# Handles



## chefitt (Dec 23, 2014)

How much are ur handles? G
ot alot of knifes that need to be rehandle let me know please and ty


----------



## apicius9 (Dec 23, 2014)

Thanks for asking. I sent you a PM. If you cannot see that, you may need a few more posts before they get activated. But you can also reach me at customorders (at) japanesehandles.com.

Mahalo,

Stefan


----------



## LordRatner (Dec 26, 2014)

Are you taking orders now?

Seth


----------



## apicius9 (Dec 26, 2014)

Thanks for asking.
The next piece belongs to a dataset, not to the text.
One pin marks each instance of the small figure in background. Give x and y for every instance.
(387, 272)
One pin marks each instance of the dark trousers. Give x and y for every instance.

I currently tell eveyone to check back with me late January, early February to see where I am and what else I might take on. Right now I am trying to work on the old orders. Thanks,

Stefan


----------



## Sparklepony (Mar 21, 2015)

apicius9 said:


> Thanks for asking. I currently tell eveyone to check back with me late January, early February to see where I am and what else I might take on. Right now I am trying to work on the old orders. Thanks,
> 
> Stefan




Are you taking any new orders yet? Your handles are gorgeous!


----------



## apicius9 (Mar 29, 2015)

Just saw your other post and checked here, sorry I did not see your question earlier. I am still juggling too many jobs and back orders, so I am currently not accepting any new orders, sorry. I will make it known here if/when things change.

Stefan


----------



## Sparklepony (Mar 29, 2015)

Ok thanks!! Glad you are keeping busy


----------